Following the world’s most valuable race, he made it clear the decision by owner Perry Martin to send California Chrome to Britain was against his wishes, preferring to see the horse return to his Los Alamitos base in California.
It is a viewpoint that he clearly maintains, and was at pains to point out how difficult the test ahead is.
California Chrome will become only the second Kentucky Derby winner to appear at Royal Ascot since Omaha, who was denied in the shadow of the post in the Ascot Gold Cup in 1936. Animal Kingdom two seasons ago was 11th in the Queen Anne Stakes.
“He has never turned right, always left,” Sherman said of California Chrome going 2,000 metres around Ascot’s right-hand bend.
“I am hoping the traffic doesn’t prove a problem for him, too.
“Even having to drive on the right-hand side here, it all looks a little different to me. I think he is a good enough horse to adapt to anything, though.”
“If he finished in the money I would be so privileged. The best horses in the world are here, I watched the tapes and seeing the monster runners that they have here – this is the real McCoy. It is going to be quite a challenge.”

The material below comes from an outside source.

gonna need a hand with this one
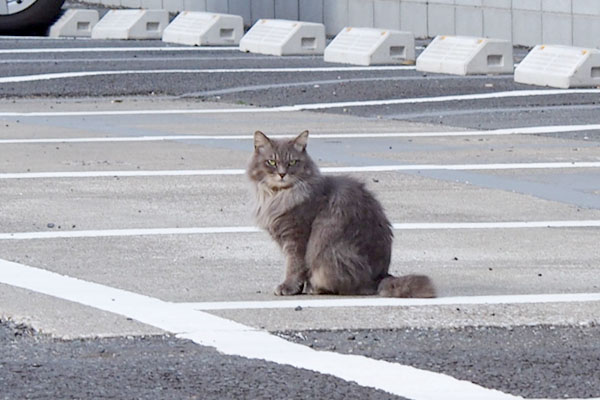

The Prince Of Wales’s Stakes has attracted a stellar field, with Australian Derby winner Criterion and Japan’s Spielberg also in the line-up for the £525,000 (Dh2.9 million) Group 1 event.
Both were out on the gallops yesterday, but it was racing manager Nobutaka Tada who proved to be the most confident of the two connections.
Spielberg marked himself as a high-class colt when he beat last season’s Dubai Sheema Classic winner Gentildonna in the Tenno Sho in November. He was then third to Epiphaneia and last year’s Dubai Duty Free winner Just A Way in the Japan Cup a month later.
He warmed up for Ascot by finishing fifth on soft ground in a Grade 2 in April. He will be ridden by Christophe Soumillon.
“At 2,000m he has not showed any limitation,” Tada said.
“He is still improving. We don’t know how good he is. He could be a much better horse than we expected.”